Les signes concrets de l’engouement pour Bitchat en Ouganda :
- Recherches Google en hausse exponentielle depuis mi-décembre
- Plus de 32 000 téléchargements en une semaine
- Termes comme « bitchat apk » parmi les plus recherchés
- Adoption particulièrement forte dans les zones urbaines comme Kampala
Comment fonctionne Bitchat ?
Bitchat n’est pas une messagerie classique. Développée par l’équipe de Jack Dorsey, elle repose sur un réseau mesh Bluetooth. Chaque smartphone devient un nœud relais, permettant d’envoyer des messages chiffrés sans aucune connexion internet.
Pas besoin de numéro de téléphone, de carte SIM ou même d’adresse email. Les messages sont stockés directement sur les appareils et transmis de proche en proche.
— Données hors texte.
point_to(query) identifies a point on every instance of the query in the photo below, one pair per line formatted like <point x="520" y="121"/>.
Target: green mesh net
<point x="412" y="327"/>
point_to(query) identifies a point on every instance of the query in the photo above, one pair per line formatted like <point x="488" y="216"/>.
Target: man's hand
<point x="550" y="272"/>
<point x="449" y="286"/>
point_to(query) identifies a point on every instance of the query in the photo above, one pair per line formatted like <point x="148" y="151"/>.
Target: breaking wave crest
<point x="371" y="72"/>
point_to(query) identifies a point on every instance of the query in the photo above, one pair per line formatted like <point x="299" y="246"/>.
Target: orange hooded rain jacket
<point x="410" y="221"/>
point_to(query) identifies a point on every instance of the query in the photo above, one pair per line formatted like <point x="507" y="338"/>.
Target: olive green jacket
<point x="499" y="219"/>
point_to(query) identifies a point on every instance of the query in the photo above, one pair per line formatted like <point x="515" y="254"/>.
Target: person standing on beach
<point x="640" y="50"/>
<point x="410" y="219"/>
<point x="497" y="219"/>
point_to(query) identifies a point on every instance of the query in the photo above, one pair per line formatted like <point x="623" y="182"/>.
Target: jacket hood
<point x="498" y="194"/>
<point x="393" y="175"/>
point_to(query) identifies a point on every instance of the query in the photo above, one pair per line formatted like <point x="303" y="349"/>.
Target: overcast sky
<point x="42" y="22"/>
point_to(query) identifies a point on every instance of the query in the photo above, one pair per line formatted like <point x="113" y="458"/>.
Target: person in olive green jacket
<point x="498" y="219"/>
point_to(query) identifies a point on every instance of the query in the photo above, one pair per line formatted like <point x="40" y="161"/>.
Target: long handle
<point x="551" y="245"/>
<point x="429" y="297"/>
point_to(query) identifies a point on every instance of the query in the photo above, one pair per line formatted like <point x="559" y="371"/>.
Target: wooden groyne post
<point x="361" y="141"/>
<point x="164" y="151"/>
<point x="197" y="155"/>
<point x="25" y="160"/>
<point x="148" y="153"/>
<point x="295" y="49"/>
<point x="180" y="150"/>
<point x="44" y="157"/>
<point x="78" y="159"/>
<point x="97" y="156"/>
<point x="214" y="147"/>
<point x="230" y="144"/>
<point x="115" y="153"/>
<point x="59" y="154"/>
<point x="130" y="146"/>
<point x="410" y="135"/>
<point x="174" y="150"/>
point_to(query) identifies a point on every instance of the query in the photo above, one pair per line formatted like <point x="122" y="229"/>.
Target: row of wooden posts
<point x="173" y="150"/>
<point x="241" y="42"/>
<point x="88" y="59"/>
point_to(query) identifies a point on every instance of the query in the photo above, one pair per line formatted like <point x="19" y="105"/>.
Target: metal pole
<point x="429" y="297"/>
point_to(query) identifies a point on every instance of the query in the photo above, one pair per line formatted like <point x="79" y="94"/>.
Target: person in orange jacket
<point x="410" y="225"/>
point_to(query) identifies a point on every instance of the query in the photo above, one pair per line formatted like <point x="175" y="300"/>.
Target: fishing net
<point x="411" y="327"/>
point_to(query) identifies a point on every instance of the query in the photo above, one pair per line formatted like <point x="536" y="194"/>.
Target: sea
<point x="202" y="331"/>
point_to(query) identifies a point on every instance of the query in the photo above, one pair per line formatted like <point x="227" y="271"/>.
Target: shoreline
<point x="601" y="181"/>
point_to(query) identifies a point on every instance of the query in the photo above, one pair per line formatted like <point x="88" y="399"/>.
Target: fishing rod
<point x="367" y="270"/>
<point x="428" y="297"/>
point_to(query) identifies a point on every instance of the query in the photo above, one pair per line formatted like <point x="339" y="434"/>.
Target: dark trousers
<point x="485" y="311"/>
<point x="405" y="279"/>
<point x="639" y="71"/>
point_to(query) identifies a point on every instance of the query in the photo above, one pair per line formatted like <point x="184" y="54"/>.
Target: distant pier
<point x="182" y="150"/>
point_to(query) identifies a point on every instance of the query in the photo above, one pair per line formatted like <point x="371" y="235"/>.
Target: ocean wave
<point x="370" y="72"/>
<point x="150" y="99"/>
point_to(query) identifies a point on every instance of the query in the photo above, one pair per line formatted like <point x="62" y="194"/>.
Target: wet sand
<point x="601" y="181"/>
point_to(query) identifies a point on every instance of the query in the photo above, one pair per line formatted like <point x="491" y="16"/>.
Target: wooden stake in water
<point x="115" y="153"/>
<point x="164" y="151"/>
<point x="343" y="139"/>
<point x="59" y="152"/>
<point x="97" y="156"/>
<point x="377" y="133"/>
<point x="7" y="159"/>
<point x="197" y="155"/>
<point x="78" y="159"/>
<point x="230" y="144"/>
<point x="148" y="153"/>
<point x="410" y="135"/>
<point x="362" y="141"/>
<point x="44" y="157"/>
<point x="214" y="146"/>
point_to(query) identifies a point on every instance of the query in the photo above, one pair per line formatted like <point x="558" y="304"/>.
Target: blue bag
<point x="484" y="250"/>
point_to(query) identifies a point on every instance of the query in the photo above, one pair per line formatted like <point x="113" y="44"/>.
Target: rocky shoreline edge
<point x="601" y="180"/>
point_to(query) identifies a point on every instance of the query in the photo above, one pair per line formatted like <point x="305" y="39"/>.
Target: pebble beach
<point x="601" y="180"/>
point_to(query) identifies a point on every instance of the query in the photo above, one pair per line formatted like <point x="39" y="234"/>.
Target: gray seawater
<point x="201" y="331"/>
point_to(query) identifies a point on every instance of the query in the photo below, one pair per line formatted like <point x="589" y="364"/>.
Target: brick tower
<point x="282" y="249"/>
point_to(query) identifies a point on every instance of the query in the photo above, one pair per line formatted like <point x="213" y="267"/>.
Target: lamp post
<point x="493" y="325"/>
Cette architecture peer-to-peer rend l’application extrêmement résistante à la censure : impossible pour un gouvernement de la bloquer en coupant simplement l’accès web.
Bitchat transforme chaque téléphone en un petit serveur indépendant, créant un réseau invisible et indestructible.
Cette technologie n’est pas nouvelle en soi – des apps comme Briar ou Bridgefy existent depuis des années – mais Bitchat bénéficie de la notoriété de Jack Dorsey et d’une interface particulièrement intuitive.
Bobi Wine, catalyseur de l’adoption massive
Le véritable déclencheur de cette vague ougandaise s’appelle Bobi Wine. L’opposant charismatique, chanteur devenu politicien, défie depuis des années le président Yoweri Museveni au pouvoir depuis 1986.
Le 30 décembre 2025, Bobi Wine a publié un message clair sur X : il appelle ses partisans à installer Bitchat immédiatement pour anticiper une possible coupure d’internet par le régime.
« Comme nous le savons tous, le régime prépare une coupure d’internet dans les prochains jours, comme lors de toutes les élections précédentes. Ils éteignent internet pour bloquer la communication et empêcher les citoyens de s’organiser. »
Bobi Wine, 30 décembre 2025
Il ajoute un argument décisif : avec Bitchat, les observateurs électoraux pourront continuer à transmettre les photos des procès-verbaux officiels (les Declaration of Results Forms), preuves cruciales en cas de contestation des résultats.
Cet appel a été massivement relayé. En quelques heures, il a transformé Bitchat d’une application confidentielle en outil de résistance civique.
Un historique de coupures internet en Ouganda
Pour comprendre l’inquiétude des Ougandais, il faut remonter aux élections précédentes. En 2016, le gouvernement avait bloqué les réseaux sociaux. En 2021, la mesure a été bien plus radicale : internet totalement coupé pendant cinq jours à partir de la veille du scrutin.
Ces blackouts ont empêché l’opposition de coordonner ses observateurs, de diffuser des preuves de fraudes et même de communiquer entre membres. Des rapports internationaux ont qualifié ces mesures de violations graves des droits humains.
Déjà en décembre 2025, des fuites suggèrent que la Commission électorale et les services de sécurité envisagent à nouveau une « pause temporaire » pour lutter contre la désinformation. Bobi Wine y voit la vraie motivation : empêcher la transparence électorale.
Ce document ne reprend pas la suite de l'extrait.